Dear Editor,
The article by Thomas et al.,[1] on the state of the residency training program was very illuminating.[2] As Grover puts it in his editorial, this is the crisis we face today which should be tackled in all seriousness.[3] The slackness in many of our residency training programs is responsible for most of the problems in eye care we face today.
Studies show that even though the sheer volumes of cataract surgery has increased in India, the quality of these surgeries for sight restoration still leave a lot to be asked for. The quality of many of these is questionable.[4] The practice of clinical audits is not being followed. Senile cataract still forms a large chunk of avoidable blindness in the country. Poor service and the fear of surgery are put forth as a major barrier for uptake of service by researchers.[5]
A recent case control study done by us showed that eye care practitioners had missed many cases of advanced glaucoma. The lack of comprehensive eye care examination was responsible for that, and these skills can be taught and acquired only in a good residency program. The mushrooming of so many short-term training courses and the willingness of young ophthalmologists to work at dismal pay packets can all be attributed to this deficiency.
A study done by us to gauge the perspective of ophthalmology residents in Maharashtra, India had shown that the resident doctors were aware of this lacuna.[6] They wanted to be taught basic examination skills.
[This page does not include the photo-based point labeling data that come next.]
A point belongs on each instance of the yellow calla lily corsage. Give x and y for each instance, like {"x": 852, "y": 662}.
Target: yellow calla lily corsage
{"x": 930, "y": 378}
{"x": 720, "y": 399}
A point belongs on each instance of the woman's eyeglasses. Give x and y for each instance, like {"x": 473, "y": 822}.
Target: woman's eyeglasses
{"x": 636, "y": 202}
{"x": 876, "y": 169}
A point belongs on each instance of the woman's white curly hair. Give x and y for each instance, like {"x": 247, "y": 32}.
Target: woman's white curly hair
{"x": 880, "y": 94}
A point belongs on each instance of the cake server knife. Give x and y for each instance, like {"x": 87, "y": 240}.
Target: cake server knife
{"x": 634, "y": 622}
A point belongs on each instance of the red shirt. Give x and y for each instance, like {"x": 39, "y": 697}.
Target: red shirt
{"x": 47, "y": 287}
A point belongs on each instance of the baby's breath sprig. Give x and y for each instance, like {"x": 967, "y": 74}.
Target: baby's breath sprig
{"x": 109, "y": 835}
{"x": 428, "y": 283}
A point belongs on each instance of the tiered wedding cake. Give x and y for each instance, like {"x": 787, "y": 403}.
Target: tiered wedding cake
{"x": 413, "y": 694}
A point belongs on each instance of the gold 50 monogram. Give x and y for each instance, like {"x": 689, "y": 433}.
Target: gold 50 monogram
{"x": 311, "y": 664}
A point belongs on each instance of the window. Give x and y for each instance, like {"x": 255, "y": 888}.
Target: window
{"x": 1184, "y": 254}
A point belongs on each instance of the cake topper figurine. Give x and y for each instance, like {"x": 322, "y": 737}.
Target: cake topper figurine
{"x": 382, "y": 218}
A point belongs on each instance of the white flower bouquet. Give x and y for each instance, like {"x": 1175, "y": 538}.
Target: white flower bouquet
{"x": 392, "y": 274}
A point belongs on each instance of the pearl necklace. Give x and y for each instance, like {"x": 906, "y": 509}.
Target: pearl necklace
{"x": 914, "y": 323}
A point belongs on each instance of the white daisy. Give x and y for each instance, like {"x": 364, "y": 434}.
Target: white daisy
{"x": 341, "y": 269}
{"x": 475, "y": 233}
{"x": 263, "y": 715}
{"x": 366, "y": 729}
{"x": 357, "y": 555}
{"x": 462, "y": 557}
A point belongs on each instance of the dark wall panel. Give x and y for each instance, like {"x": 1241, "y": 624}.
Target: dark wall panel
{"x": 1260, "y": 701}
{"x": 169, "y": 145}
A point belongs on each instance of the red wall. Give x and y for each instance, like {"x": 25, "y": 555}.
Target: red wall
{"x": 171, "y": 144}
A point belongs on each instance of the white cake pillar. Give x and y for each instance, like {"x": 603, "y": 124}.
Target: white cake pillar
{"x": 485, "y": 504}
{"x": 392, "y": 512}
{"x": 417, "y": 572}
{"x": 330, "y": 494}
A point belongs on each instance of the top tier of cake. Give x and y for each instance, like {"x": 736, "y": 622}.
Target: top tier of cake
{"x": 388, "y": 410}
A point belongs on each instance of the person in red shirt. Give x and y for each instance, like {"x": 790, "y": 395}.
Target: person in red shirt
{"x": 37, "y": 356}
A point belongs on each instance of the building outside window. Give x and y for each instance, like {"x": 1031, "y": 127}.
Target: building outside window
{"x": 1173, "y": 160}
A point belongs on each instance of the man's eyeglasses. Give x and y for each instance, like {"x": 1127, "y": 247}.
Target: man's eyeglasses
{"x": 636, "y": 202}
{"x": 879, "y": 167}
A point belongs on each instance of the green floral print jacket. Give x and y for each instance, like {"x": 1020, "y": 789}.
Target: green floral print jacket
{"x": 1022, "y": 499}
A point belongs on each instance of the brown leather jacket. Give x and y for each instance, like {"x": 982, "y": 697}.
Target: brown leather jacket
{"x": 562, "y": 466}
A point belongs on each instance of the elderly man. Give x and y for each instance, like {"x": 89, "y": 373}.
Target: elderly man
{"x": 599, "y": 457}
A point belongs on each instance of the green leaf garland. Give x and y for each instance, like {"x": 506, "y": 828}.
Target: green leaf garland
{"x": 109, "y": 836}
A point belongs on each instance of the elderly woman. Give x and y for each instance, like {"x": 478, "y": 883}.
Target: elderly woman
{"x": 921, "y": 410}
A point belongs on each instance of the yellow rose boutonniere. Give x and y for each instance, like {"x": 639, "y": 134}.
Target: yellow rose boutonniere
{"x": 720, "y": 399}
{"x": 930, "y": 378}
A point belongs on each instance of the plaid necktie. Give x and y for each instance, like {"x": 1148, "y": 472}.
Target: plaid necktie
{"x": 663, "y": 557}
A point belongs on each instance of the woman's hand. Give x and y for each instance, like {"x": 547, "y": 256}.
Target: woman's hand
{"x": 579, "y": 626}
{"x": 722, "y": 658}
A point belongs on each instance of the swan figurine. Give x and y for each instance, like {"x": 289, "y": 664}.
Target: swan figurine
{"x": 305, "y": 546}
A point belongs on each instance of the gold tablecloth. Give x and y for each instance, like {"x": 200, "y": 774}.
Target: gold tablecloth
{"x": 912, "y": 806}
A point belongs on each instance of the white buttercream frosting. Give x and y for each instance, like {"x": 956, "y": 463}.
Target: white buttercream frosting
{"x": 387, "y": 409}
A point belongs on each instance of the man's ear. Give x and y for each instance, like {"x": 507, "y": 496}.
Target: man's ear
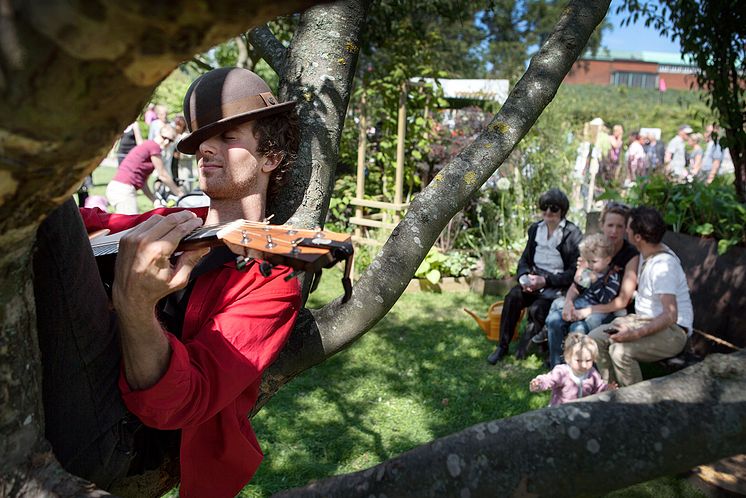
{"x": 272, "y": 161}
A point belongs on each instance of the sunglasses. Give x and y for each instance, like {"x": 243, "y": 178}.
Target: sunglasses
{"x": 552, "y": 207}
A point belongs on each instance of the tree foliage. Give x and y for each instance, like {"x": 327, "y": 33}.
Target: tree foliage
{"x": 713, "y": 34}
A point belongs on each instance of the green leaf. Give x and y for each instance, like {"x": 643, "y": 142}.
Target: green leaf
{"x": 433, "y": 276}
There was a great mismatch between their perspective of surgeries needed to be done to master them and the actual numbers being performed by them. Murthy's survey was directed to the heads of department and the residents' perceptions differed widely from the department heads.[7] Non-cataract surgery was also neglected. Our patient expects more from ophthalmologists than just being good cataract carpenters.
We need to structure our residency training programs if Indian Ophthalmology has to be truly world class. Some of the best and the brightest medical graduates choose ophthalmology as their subspecialty. The training programs should nurture this talent rather than stunting it. One swallow does not make a summer; similarly, few world-class quality institutions do not make Indian ophthalmology.
The National Board of Examinations and the Academic and Research Committee of the All India Ophthalmology Society have taken some steps to this end. This overhaul is needed if the goals of Vision 2020 to eliminate blindness are to be met and if Indian Ophthalmology has to be truly quality driven. Few journals, conferences and continuing medical education programs (CMEs) cannot do that.
The All India Ophthalmology Society and the Indian Journal of Ophthalmology can take the lead in this in producing a preferred practice pattern, monitoring of structured residency training and standardization of the exit examination. The focus should be on the outcomes (what the resident learns) and not just the output (the amount taught/demonstrated) and the outlay (the money spent). We have the people (trainees and trainers), the resources (equipment and instruments), but we need to muster, as Grover aptly puts it, the will, and the desire to improve our system.